Abby et Jack consacrèrent la soirée à me faire partager leurs souvenirs à travers leurs albums photo. Je découvrais l’histoire de cette famille.

— 7 —

J’entendis Judith avant de la voir.

— Elle est où, la pétasse ? cria-t-elle depuis l’entrée.

— On t’avait prévenue qu’elle était en forme ! me dit Jack alors que nous étions dans le salon.

Je me levai du canapé pour assister à son débarquement. Elle me repéra, me pointa du doigt, en répétant : « Toi, toi, toi ! » Puis, sans m’épargner son regard perçant, elle claqua un gros baiser sur la joue de Jack avant de foncer dans ma direction.

— Toi, espèce de petite… tu n’es qu’une… et puis merde !

Elle se jeta sur moi, et me serra fort contre elle.

— Tu vas t’en prendre plein la gueule, tu le sais, ça ?

— Toi aussi, tu m’as manqué, Judith.

Elle me lâcha, renifla, et me prit par les épaules en me détaillant de la tête aux pieds.

— Tu t’es remplumée ! Waouh !

— Et toi, tu es toujours aussi spectaculaire !

— J’entretiens la légende.

C’était la stricte vérité. Judith était splendide, avec un sex-appeal de feu, une espièglerie dans le regard qui devait désarçonner le plus dur des hommes. Même son frère se faisait piéger. Abby nous rejoignit, et nous enlaça. Judith me fit un clin d’œil, tendre et complice.

— J’ai mes deux filles avec moi.

Mon malaise dut paraître évident.

— Ne fais pas cette tête-là, Diane.
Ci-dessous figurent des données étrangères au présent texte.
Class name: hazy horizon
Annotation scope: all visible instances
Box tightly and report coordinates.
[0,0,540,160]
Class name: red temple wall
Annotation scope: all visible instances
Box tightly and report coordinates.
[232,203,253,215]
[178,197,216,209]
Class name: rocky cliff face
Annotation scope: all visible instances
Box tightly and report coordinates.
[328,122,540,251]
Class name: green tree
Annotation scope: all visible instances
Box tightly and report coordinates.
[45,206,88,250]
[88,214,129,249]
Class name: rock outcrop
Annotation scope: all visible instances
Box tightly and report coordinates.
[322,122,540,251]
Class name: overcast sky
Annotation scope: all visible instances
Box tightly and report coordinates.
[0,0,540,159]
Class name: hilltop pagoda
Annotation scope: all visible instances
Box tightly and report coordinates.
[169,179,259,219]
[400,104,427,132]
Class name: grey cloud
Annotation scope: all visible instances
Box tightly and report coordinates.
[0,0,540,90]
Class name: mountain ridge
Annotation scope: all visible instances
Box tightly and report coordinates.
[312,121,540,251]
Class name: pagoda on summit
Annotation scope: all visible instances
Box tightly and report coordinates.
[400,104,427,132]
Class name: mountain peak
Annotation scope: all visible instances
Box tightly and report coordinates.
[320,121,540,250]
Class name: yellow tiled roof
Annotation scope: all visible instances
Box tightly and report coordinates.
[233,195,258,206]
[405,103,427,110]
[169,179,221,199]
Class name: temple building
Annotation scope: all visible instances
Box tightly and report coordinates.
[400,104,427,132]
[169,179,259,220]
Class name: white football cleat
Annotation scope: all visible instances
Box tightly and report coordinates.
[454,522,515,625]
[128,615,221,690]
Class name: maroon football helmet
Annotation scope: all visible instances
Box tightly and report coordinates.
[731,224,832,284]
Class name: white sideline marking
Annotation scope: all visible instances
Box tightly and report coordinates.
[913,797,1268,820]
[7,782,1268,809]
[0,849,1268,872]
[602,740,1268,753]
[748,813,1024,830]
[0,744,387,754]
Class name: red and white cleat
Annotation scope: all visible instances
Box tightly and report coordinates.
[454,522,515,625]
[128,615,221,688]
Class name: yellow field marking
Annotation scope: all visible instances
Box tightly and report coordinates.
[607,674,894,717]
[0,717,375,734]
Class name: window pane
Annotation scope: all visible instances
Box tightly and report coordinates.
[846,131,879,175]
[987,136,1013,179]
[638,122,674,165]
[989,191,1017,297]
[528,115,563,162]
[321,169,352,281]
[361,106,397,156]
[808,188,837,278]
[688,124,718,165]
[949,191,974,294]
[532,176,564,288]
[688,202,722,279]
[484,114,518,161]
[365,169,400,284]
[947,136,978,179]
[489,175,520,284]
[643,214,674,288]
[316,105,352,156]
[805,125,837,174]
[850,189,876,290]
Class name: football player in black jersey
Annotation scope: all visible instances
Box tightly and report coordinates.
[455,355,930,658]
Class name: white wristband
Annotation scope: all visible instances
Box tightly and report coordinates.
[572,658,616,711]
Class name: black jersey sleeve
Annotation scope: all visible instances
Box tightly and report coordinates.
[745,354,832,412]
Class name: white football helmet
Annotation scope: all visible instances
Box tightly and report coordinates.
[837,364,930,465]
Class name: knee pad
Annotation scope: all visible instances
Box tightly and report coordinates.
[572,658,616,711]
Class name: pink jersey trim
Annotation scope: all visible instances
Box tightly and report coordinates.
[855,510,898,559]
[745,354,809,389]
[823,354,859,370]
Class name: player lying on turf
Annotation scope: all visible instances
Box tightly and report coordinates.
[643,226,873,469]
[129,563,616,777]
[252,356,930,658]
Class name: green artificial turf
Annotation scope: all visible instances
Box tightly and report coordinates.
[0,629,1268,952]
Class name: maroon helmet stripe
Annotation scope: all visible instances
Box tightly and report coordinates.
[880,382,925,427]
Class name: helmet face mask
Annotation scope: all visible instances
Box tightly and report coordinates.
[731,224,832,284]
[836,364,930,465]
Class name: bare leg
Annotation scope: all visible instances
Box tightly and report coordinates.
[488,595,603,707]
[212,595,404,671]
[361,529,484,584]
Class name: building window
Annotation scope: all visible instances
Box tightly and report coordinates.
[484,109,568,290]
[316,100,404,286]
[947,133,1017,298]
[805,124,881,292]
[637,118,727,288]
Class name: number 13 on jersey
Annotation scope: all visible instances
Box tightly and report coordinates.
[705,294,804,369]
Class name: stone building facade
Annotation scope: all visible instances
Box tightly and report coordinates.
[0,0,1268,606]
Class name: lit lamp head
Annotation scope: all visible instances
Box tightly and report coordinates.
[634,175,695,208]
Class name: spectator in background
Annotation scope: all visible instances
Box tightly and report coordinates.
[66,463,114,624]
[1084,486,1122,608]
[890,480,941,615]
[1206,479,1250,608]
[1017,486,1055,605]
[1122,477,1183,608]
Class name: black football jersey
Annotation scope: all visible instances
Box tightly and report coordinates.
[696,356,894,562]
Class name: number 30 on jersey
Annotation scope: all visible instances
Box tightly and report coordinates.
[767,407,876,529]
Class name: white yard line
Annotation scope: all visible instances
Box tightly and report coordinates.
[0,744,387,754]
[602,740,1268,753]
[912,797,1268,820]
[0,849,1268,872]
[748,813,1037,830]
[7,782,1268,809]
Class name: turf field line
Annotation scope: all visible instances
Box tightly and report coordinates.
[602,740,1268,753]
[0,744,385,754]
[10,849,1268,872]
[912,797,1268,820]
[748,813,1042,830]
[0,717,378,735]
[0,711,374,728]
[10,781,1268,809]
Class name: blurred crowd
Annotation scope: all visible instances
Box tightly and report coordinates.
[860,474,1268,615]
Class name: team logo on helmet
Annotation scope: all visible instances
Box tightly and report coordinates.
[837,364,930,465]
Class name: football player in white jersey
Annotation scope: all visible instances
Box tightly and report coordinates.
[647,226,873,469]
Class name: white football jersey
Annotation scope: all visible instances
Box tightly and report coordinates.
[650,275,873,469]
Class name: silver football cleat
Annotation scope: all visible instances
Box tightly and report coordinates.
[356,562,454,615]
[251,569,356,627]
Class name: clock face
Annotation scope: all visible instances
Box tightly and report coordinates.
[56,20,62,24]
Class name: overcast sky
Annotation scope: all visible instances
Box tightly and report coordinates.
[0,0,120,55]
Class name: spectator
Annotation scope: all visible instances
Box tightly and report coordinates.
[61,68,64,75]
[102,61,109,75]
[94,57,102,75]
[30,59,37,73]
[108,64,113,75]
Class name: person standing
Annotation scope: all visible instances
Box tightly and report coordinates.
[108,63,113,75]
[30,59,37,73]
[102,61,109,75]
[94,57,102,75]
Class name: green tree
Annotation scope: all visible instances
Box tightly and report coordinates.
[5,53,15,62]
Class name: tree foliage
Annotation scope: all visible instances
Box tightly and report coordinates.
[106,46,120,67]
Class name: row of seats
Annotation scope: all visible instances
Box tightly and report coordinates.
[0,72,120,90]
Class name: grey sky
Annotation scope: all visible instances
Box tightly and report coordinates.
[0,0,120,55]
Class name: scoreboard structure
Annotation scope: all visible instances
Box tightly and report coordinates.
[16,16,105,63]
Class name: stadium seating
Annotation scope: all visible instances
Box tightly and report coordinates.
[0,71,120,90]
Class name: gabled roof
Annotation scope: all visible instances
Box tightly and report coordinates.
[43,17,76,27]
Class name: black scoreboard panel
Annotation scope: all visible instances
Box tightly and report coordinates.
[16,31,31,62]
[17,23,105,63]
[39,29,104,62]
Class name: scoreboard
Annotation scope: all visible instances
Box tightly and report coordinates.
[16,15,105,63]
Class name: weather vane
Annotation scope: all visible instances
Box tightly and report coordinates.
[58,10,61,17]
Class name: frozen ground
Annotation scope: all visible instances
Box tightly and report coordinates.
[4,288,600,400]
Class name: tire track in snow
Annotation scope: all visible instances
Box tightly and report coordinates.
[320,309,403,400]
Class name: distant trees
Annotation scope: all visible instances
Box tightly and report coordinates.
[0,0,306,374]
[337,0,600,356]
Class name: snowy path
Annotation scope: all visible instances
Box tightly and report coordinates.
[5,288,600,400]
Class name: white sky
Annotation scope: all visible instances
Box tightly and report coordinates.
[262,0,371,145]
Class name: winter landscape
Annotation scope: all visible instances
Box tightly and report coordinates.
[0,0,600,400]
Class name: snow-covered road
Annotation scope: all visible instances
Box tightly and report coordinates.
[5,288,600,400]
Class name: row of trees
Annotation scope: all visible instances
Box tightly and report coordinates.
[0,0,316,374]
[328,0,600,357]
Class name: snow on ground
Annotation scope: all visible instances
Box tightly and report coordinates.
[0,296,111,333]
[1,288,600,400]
C’est bien vrai, ce que dit Abby. En plus, tu as été à deux doigts d’être ma sœur…

J’avais oublié à quel point elles étaient terribles lorsqu’elles se liguaient. Nous éclatâmes de rire toutes les trois.

La journée se déroula à l’image de ces retrouvailles. Nous alternions rires, larmes et piques de Judith à mon encontre. Avec elle, nous partagions les tâches de l’intendance pour soulager Abby. Celle-ci semblait avoir rajeuni de dix ans, toute trace de maladie avait disparu en quelques heures : son visage était détendu, elle avait retrouvé tout son peps et ne paraissait plus oppressée. Judith et moi dûmes batailler pour qu’elle nous laisse gérer la préparation du dîner, tant elle se trouvait en forme. Ce soir-là, nous serions deux de plus : Edward et Declan se joignaient à nous. Je refusais de m’en préoccuper.

Une grande partie de l’après-midi fut consacrée à la préparation du repas ; je pris un cours de gastronomie irlandaise en apprenant à faire le pain noir et le véritable irish stew. À cet instant, je me dis qu’elles avaient raison : j’étais avec ma mère et ma sœur. Ma sœur avec qui je faisais des bêtises comme si nous avions quinze ans, et notre mère qui nous remontait les bretelles. Jack essayait bien de temps en temps de pénétrer dans notre antre féminin, mais, invariablement, il rebroussait chemin.

Judith sortit son smartphone pour immortaliser ce moment. Abby se prêta au jeu en riant, j’en fis autant. Il y eut des selfies de nous trois en rafale. J’étais en train de faire l’imbécile lorsque la porte s’ouvrit sur Declan et Edward.

— Judith ! cria Declan.

— Eh, mon morveux préféré ! Qu’est-ce que j’ai dit ?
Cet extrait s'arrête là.